Por qué Hollywood siempre creerá en lágrimas
Hay muchas razones para ir a ver al cine Nace una estrella, la tercera remake -o cuarta, una eterna polémica que podemos dejar hoy de lado- del "mito fundacional" de Hollywood . Para empezar, la película no es un cuento de hadas, en el que el amor incondicional del público termina por revelarse más que capaz de llenar el vacío que ha dejado el Príncipe Azul en el corazón de su heroína, despojado de la vanidad de aquel. Para seguir, hace años que una gran película "de llorar" no es además una gran película a secas. Pero ¿por qué lloramos en realidad con Nace una estrella?
La última presentación de Ally en la película -que, como la fantástica Lady Gaga, no tiene ni necesita apellido alguno, pero que decide presentarse allí con una variación del "soy la señora Maine" de Judy Garland- está pensada como el velatorio público de una gran historia de amor, pero termina revelándose más como la celebración de un encomiable sacrificio que permite que la rueda siga girando, un Juego del Hambre de la industria del entretenimiento .
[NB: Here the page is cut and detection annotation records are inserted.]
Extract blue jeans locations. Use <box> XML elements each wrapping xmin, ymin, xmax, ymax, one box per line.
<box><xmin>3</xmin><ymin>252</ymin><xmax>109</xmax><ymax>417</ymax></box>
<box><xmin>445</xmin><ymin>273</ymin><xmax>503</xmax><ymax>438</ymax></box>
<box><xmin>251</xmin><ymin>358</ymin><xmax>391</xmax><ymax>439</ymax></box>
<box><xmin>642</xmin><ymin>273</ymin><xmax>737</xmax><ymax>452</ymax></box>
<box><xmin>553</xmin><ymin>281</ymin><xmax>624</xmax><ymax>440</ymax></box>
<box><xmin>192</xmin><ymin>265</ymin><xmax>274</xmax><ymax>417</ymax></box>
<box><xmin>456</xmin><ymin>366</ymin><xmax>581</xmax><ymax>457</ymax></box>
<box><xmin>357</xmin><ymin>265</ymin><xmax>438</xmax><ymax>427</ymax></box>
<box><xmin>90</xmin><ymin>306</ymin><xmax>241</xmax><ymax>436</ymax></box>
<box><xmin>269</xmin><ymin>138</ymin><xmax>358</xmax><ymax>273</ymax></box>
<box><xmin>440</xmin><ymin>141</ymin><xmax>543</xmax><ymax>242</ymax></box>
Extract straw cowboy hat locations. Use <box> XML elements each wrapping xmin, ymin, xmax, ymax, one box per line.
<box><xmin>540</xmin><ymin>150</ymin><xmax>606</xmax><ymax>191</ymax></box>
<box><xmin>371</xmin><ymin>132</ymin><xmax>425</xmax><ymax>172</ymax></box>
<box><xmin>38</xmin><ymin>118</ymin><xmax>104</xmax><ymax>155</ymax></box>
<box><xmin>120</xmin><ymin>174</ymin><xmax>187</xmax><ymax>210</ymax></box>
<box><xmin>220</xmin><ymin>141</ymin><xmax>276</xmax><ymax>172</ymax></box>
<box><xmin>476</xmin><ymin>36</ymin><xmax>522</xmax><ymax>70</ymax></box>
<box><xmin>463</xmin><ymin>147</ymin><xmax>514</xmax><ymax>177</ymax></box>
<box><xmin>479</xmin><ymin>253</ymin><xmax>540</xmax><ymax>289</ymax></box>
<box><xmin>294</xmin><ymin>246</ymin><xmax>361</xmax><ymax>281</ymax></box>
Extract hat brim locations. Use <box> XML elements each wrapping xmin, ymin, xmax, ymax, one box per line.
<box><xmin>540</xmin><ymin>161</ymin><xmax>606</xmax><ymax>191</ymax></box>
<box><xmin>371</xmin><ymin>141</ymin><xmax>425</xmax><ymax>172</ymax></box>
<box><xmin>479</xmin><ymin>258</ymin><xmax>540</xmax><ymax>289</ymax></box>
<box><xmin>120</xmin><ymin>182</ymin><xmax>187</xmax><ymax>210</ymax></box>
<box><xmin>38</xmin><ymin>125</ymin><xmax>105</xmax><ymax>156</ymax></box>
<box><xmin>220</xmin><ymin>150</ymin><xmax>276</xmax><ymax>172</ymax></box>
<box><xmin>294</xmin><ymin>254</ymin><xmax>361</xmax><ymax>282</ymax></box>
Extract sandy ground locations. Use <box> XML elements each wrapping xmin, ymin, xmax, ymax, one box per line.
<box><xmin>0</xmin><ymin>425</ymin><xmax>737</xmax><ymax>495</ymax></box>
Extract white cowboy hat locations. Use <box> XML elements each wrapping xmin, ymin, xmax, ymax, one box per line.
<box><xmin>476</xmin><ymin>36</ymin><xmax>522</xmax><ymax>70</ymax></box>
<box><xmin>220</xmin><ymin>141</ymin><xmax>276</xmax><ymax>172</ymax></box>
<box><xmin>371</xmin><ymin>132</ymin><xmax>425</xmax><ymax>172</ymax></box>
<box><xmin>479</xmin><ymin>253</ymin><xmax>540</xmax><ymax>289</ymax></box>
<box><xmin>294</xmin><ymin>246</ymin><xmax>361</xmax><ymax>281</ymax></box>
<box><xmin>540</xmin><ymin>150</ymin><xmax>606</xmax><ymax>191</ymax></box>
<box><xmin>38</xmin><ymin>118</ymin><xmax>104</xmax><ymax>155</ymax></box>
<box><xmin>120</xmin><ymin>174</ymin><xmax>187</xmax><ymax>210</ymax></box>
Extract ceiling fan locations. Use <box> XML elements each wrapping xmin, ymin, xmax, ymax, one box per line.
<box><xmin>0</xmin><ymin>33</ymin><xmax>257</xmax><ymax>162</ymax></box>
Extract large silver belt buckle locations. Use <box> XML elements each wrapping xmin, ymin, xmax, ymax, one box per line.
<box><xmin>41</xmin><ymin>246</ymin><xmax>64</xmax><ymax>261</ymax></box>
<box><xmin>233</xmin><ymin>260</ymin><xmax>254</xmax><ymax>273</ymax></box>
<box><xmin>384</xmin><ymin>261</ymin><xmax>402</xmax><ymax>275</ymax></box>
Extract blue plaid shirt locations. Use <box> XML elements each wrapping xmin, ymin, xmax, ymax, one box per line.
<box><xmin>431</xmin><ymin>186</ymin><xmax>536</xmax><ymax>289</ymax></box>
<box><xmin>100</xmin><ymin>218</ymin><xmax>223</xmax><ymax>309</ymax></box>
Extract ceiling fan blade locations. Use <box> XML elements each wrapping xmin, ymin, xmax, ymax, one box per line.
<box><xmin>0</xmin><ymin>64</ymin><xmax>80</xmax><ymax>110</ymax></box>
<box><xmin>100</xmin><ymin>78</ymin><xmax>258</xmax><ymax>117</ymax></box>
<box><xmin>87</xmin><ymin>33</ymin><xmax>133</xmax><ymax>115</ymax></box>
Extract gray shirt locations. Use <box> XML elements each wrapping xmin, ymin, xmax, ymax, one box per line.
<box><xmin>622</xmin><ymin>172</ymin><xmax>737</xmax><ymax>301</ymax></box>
Acaso sea esa la razón que ha impulsado a Hollywood a volver una y otra vez sobre Nace una estrella a lo largo de ochenta años, y no solo la historia de amor trágica en su centro. El show debe continuar, y para hacerlo, Hollywood necesita -necesitamos- de artistas como Ally, pero no necesariamente de aquellos como Jackson Maine, cuya "funcionalidad" a la industria es realmente el hecho de que artistas como Ally los necesitan para ser felices y productivos.
La catarsis del personaje de Gaga, es cierto, está dominada por la poderosa rendición de "I'll Never Love Again", canción escrita por Maine a cuyo nacimiento asistió el espectador un par de escenas antes (no los invitados al homenaje, sino solo nosotros, sentados en el cine, llorando a mares). Somos capaces de atisbar, al menos por esos minutos, el tamaño de la pérdida artística y personal de Ally (Jackson Maine acaba de salir de escena de la forma más trágica y circunspecta posible, en línea con su perfil eastwoodiano). Pero lo que intuimos -es una noción igualmente romántica, claro está- es que es el talento, y no la fama, lo que tiene un precio. Y no solo eso: el artista, tarde o temprano, hace las paces con ello. O se dedica a otra cosa.
Esta segunda opción es parte de lo que cuenta Amor de vinilo, la adaptación de la novela de Nick Hornby que se estrenó esta semana. La novela -y la película de Jesse Peretz- lleva el título de las sesiones de grabación del disco consagratorio de Tucker Crowe (Ethan Hawke). Juliet fue, según el razonamiento de la pequeña pero militante comunidad de fans de Crowe a la que pertenece Duncan, el novio de Annie (Rose Byrne), sublime consecuencia artística de un desengaño amoroso que terminó por silenciarlo. La falta de música se llena con las interpretaciones de gente como Duncan, que -para hacer aún más odioso al personaje de Chris O'Dowd- es nada menos que crítico universitario. A Annie, por el contrario, Tucker la aburre como músico pero la fascina como persona. La película se divierte con la intransigencia de los fanáticos ante la eterna pregunta de si la felicidad es compatible con el arte o si, por el contrario, toda obra perdurable es resultado de una tragedia. ¿De qué otro modo entender, si no, ese perfecto plano final de Nace una estrella? Es el material del que está hecho Hollywood.